"Un giorno mia madre portò a casa degli scarti dalla macelleria. Erano quelli con cui preparavamo il pappone agli animali e quel giorno chiese a me di farlo.

Presi l'involucro e dopo averlo aperto ancora appiccicoso e insanguinato cominciai a tagliare la carne in parti più piccole, così che le bestie non si strozzassero. Usavo un cortellaccio e affettavo le parti informi senza badarci troppo. Poi ad un tratto la consapevolezza mi colpi. L'unico pezzo di carne scuro che avevo tra le mani era un cuore. Un cuore interoAvendo visto fino a quel momento solo interiora e scarti mi sorprese ritrovarmi tra le mani un organo nobile. Posai il coltello e m'immersi nella contemplazione delle fasce di muscoli che lo componevano. Pensai al vitello che un tempo l'aveva adoperato per pompare il sangue nella muscolatura. Allora divenni sangue, e vidi tutti i capillari che costituivano il torace, le zampe, la coda, le orecchie.
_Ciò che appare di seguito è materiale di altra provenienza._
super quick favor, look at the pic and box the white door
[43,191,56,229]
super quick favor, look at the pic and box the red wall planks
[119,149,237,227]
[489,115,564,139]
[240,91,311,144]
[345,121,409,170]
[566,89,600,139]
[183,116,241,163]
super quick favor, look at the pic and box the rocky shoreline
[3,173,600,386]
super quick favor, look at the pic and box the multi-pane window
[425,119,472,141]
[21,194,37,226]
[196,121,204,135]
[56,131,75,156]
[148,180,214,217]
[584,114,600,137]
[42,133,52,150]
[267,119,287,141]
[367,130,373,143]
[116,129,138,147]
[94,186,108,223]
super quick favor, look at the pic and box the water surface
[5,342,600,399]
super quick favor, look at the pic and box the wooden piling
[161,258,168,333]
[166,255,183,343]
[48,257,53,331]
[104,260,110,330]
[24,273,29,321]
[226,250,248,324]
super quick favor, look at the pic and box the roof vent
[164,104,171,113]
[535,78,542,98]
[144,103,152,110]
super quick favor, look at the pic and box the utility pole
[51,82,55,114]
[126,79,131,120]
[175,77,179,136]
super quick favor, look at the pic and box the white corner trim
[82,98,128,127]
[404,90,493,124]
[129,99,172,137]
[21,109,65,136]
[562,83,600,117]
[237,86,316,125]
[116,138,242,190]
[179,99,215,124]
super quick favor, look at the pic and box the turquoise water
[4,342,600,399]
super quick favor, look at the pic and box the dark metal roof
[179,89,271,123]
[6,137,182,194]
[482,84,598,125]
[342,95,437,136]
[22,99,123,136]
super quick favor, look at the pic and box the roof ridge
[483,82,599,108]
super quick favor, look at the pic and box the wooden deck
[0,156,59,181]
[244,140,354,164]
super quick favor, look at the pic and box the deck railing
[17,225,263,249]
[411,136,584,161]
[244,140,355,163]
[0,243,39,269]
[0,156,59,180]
Sentii pulsare dentro la vita di quell'animale, che io tanto malamente tagliuzzavo. Sentii allora il mio cuore pulsare nella mia gabbia toracica. Si contraeva e si espandeva. Una macabra curiosità allora mi prese. Mi immaginai di aprire il mio petto e trovare lo stesso cuore pulsante, di aprire il mio addome e trovare la cena della sera prima, che veniva digerita come l'erba dal vitello. Da quel giorno in poi non provai più l'inebriante sensazione che quel cuore aveva lasciato in me.”